O’Ward tested for McLaren in December in Abu Dhabi. But when McLaren offered Herta and O’Ward identical testing contracts for 2022, only Herta signed immediately. O’Ward has since agreed on principle to a contract extension with McLaren; it is not clear if he will test in F1 this year.
Herta, O’Ward, Palou and Rinus VeeKay were the four fresh IndyCar faces last May as all four had won races ahead of the 500 in a rapidly changing youth movement in the series. The series has since added rookies Kyle Kirkwood, the Indy Lights champion, and Callum Illot and Christian Lundgaard have moved to IndyCar from F1 feeder series. Illot was also in Miami a week ago as the Alfa Romeo test driver.
And then there are the two big stars, both making their Indy 500 debuts.
Romain Grosjean will run the 500 for the first time now that he’s added ovals to his schedule. As a teammate to Herta and Rossi at Andretti, he should have a fast car.
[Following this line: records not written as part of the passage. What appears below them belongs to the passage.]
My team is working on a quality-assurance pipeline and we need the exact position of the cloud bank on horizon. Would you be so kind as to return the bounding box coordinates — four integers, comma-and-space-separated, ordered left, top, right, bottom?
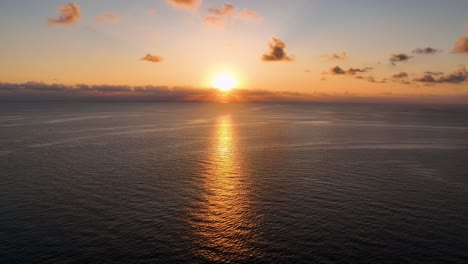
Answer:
2, 81, 467, 104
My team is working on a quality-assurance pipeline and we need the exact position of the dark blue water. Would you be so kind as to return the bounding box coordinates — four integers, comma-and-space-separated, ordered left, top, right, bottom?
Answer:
1, 102, 468, 263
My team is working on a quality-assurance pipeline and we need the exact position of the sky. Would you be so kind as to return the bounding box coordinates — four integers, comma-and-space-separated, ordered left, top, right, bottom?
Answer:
0, 0, 467, 103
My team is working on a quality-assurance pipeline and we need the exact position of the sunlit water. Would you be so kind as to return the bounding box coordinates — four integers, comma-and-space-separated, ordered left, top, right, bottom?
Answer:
1, 102, 468, 263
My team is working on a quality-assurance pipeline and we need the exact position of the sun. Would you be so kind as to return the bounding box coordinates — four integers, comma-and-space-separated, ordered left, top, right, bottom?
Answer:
212, 72, 237, 92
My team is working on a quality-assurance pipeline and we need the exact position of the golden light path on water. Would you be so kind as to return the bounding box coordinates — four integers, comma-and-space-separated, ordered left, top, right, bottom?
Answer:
189, 115, 261, 262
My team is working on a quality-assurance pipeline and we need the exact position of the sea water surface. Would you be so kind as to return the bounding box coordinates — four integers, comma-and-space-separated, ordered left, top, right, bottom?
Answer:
1, 102, 468, 263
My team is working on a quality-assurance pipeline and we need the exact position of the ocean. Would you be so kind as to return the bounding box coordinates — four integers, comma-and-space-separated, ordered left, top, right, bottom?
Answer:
1, 102, 468, 263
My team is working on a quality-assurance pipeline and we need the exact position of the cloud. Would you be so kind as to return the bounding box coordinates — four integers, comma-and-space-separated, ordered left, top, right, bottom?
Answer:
168, 0, 202, 9
414, 66, 467, 84
355, 75, 386, 83
48, 3, 81, 25
0, 82, 334, 102
322, 52, 347, 61
424, 71, 444, 76
236, 9, 262, 21
203, 4, 261, 27
203, 15, 224, 26
262, 38, 293, 62
413, 74, 436, 83
412, 47, 441, 54
348, 67, 372, 75
329, 66, 372, 75
392, 72, 409, 79
452, 35, 468, 53
141, 54, 164, 63
95, 13, 119, 23
389, 53, 413, 65
330, 66, 345, 75
438, 66, 467, 83
366, 76, 387, 83
3, 82, 468, 103
208, 4, 236, 16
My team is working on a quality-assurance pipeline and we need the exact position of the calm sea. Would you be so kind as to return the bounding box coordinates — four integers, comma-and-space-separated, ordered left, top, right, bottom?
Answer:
1, 102, 468, 263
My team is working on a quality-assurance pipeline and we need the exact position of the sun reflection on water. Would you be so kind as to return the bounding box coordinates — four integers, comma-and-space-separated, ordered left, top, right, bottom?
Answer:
189, 115, 260, 262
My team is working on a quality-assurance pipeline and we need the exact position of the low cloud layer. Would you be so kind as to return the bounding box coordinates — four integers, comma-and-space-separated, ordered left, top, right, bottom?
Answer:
95, 13, 119, 23
0, 82, 346, 103
48, 3, 81, 25
414, 66, 467, 84
452, 35, 468, 53
390, 53, 413, 65
2, 82, 468, 103
168, 0, 202, 9
141, 54, 164, 63
262, 38, 293, 62
322, 52, 347, 61
412, 47, 441, 54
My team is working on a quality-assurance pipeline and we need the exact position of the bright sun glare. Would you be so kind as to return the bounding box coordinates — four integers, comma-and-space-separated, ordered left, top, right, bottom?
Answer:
212, 73, 237, 92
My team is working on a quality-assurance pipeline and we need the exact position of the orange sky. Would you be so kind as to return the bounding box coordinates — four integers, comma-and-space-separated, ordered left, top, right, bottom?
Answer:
0, 0, 467, 102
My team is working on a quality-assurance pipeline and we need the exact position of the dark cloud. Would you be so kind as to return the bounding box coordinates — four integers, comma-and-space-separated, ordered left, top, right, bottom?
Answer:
392, 72, 409, 79
414, 74, 436, 83
21, 81, 68, 91
412, 47, 441, 54
48, 3, 81, 26
330, 66, 345, 75
262, 38, 293, 62
348, 67, 372, 75
95, 13, 119, 23
141, 54, 164, 63
452, 35, 468, 53
168, 0, 201, 9
389, 53, 413, 65
414, 66, 467, 84
92, 85, 132, 92
322, 52, 347, 61
438, 66, 467, 83
329, 66, 372, 75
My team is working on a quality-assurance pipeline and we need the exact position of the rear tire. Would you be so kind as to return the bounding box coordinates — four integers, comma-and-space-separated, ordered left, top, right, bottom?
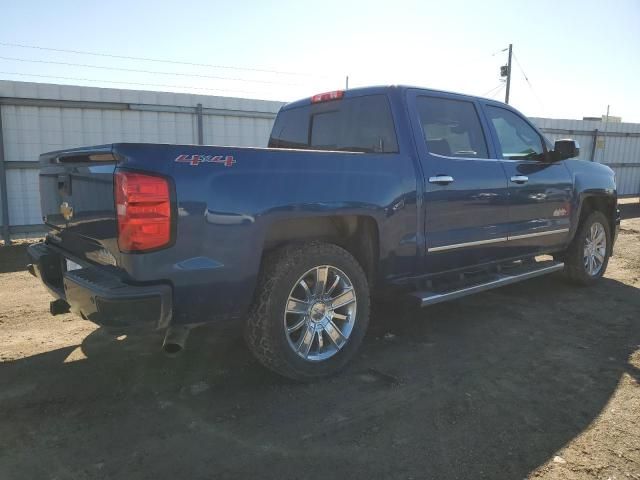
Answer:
563, 210, 611, 286
245, 242, 370, 382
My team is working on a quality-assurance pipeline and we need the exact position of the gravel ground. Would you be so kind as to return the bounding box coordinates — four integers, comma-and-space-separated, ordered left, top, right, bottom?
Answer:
1, 207, 639, 480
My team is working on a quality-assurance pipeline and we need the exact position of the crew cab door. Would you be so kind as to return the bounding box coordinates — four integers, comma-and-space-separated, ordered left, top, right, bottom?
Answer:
481, 104, 573, 256
408, 90, 511, 274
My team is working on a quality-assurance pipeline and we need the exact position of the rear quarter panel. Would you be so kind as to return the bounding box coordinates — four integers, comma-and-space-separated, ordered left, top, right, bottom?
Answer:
114, 143, 419, 325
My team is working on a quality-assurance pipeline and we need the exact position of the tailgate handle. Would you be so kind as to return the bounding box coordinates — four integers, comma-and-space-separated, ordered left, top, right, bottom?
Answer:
58, 174, 72, 195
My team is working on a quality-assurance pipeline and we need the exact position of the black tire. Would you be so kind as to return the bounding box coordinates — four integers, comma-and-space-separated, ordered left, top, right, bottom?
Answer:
245, 242, 370, 382
563, 210, 611, 286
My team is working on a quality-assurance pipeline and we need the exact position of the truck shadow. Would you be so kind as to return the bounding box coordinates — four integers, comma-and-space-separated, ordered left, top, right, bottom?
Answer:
1, 275, 639, 479
620, 201, 640, 219
0, 244, 31, 274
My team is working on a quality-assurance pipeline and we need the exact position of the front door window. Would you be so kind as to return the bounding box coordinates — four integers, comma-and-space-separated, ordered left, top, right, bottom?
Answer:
486, 106, 544, 161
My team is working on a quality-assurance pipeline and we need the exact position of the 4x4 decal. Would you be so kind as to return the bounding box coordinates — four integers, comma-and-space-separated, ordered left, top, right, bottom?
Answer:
175, 154, 236, 167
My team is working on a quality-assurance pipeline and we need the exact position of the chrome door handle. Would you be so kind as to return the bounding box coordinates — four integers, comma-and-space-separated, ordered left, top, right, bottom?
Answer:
510, 175, 529, 184
428, 175, 454, 185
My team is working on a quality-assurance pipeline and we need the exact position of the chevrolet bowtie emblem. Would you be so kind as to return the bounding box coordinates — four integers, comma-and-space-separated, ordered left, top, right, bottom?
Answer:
60, 202, 74, 221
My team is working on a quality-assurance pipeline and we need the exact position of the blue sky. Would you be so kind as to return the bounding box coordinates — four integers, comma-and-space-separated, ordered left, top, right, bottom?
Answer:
2, 0, 639, 121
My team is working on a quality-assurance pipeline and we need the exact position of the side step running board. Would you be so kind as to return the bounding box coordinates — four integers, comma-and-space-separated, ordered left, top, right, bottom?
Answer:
410, 262, 564, 307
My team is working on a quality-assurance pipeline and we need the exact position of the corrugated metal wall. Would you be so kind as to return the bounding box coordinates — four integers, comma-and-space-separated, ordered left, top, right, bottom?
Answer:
532, 117, 640, 196
0, 80, 283, 242
1, 80, 639, 244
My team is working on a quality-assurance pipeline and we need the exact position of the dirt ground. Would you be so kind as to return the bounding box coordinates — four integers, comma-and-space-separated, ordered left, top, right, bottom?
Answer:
1, 207, 639, 480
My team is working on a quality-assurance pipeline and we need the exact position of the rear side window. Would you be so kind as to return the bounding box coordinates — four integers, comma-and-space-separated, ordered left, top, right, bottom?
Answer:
269, 94, 398, 153
268, 106, 309, 149
416, 96, 489, 159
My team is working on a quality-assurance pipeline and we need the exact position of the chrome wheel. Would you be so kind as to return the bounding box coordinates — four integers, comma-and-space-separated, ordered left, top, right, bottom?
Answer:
583, 221, 607, 276
284, 265, 357, 362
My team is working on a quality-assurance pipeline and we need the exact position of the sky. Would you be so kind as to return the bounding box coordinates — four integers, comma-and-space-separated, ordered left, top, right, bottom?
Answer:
1, 0, 639, 121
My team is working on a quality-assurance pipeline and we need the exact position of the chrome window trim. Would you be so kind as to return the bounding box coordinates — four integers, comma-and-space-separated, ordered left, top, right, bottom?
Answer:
427, 153, 549, 164
428, 151, 492, 161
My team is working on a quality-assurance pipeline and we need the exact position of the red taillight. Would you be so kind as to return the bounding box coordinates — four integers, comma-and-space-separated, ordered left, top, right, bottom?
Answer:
310, 90, 344, 103
114, 170, 172, 252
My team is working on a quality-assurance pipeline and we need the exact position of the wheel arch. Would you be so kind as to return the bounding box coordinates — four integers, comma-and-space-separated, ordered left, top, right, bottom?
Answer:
574, 193, 617, 252
262, 215, 380, 285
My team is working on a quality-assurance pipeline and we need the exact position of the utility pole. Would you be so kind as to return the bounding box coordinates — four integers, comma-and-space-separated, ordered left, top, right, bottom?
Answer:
345, 75, 349, 90
600, 104, 610, 163
505, 43, 512, 104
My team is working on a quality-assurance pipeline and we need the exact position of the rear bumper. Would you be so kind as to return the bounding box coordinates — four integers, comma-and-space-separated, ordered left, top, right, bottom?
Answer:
27, 242, 172, 329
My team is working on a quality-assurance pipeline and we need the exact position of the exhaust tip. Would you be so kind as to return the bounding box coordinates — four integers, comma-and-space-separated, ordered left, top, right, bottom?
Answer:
163, 342, 183, 356
26, 264, 36, 277
162, 326, 190, 357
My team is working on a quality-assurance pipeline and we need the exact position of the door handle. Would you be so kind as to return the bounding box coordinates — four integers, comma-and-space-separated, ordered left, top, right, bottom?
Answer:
428, 175, 454, 185
510, 175, 529, 184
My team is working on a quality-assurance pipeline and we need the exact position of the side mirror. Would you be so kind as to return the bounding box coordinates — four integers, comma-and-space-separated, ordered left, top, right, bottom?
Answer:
553, 139, 580, 160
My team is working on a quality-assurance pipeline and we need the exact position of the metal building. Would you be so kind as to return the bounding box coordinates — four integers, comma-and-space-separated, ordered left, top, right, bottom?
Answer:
1, 80, 639, 245
531, 117, 640, 197
0, 80, 283, 244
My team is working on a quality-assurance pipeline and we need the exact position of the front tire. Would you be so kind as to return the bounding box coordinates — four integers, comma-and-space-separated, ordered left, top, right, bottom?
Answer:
563, 210, 611, 285
245, 242, 370, 381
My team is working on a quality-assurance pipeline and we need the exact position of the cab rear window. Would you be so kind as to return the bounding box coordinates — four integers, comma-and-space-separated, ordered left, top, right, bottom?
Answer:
269, 94, 399, 153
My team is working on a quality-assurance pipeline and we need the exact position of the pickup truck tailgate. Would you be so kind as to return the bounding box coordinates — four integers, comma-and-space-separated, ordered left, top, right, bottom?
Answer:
39, 145, 119, 264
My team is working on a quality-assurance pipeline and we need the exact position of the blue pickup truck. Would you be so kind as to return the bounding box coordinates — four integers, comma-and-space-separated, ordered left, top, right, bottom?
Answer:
27, 86, 620, 380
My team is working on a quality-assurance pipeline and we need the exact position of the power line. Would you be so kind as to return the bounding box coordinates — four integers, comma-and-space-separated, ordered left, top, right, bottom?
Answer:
0, 71, 271, 96
481, 82, 505, 97
489, 83, 505, 100
480, 83, 504, 97
0, 55, 303, 86
490, 47, 509, 57
512, 53, 545, 110
512, 54, 531, 83
0, 41, 326, 78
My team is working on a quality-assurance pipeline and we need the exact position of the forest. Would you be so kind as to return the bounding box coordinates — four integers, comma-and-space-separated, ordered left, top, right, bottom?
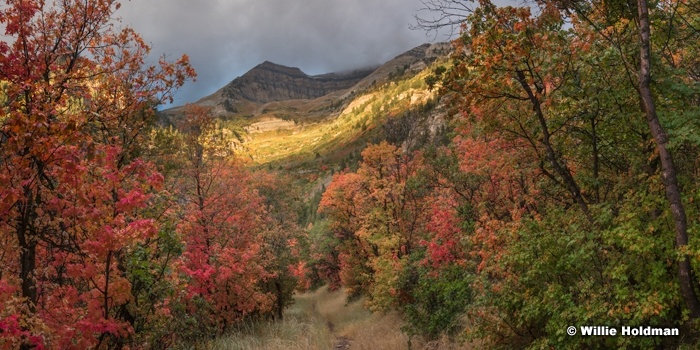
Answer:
1, 0, 700, 349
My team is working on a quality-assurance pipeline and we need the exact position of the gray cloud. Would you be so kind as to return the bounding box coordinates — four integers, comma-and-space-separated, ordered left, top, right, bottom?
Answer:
117, 0, 450, 107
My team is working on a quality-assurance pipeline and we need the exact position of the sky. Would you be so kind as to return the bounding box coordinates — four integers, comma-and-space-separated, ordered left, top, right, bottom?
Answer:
116, 0, 460, 107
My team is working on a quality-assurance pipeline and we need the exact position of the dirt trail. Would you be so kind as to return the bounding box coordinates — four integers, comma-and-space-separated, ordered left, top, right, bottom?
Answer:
293, 286, 413, 350
327, 321, 352, 349
333, 335, 352, 349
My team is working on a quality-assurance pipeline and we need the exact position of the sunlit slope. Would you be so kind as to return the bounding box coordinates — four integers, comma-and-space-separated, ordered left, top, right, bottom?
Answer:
239, 67, 437, 164
161, 42, 450, 167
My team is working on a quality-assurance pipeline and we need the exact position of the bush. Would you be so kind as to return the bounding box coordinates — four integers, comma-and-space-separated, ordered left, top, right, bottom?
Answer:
402, 263, 473, 340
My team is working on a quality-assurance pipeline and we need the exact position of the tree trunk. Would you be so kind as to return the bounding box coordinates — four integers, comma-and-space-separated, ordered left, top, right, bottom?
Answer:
18, 218, 37, 350
275, 281, 284, 320
515, 70, 594, 224
637, 0, 700, 318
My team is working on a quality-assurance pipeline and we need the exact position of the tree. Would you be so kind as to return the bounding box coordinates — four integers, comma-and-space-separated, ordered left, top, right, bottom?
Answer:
554, 0, 700, 318
417, 0, 700, 319
172, 105, 271, 337
252, 171, 307, 320
0, 0, 194, 348
414, 0, 700, 346
318, 171, 371, 295
413, 0, 475, 36
320, 142, 436, 309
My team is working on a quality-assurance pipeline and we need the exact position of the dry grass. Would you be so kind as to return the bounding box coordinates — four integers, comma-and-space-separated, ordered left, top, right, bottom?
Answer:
206, 286, 479, 350
337, 312, 409, 350
206, 318, 332, 350
206, 293, 333, 350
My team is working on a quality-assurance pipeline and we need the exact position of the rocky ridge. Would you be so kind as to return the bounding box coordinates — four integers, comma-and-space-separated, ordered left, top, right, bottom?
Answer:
162, 42, 451, 125
221, 62, 374, 106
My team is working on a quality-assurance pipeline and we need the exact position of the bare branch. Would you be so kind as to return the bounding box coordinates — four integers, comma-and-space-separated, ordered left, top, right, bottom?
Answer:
411, 0, 476, 38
Seven-time NASCAR champion Jimmie Johnson skipped the ovals last season but now looks forward, at age 46, to his Indy 500 debut. He won the Brickyard 400 four times on Indy’s oval in a stock car and was sixth in March at Texas in his first race on that oval in an Indy car.
None other than Mario Andretti has declared Johnson a legitimate contender. Andretti and A.J. Foyt are the only two drivers in history to win both the Daytona 500 and the Indy 500; Johnson is a two-time winner at Daytona.
“Come the 500, he’s gonna be a force to be reckoned with,” Andretti said. “He knows enough about the car. He’s definitely a dark horse.”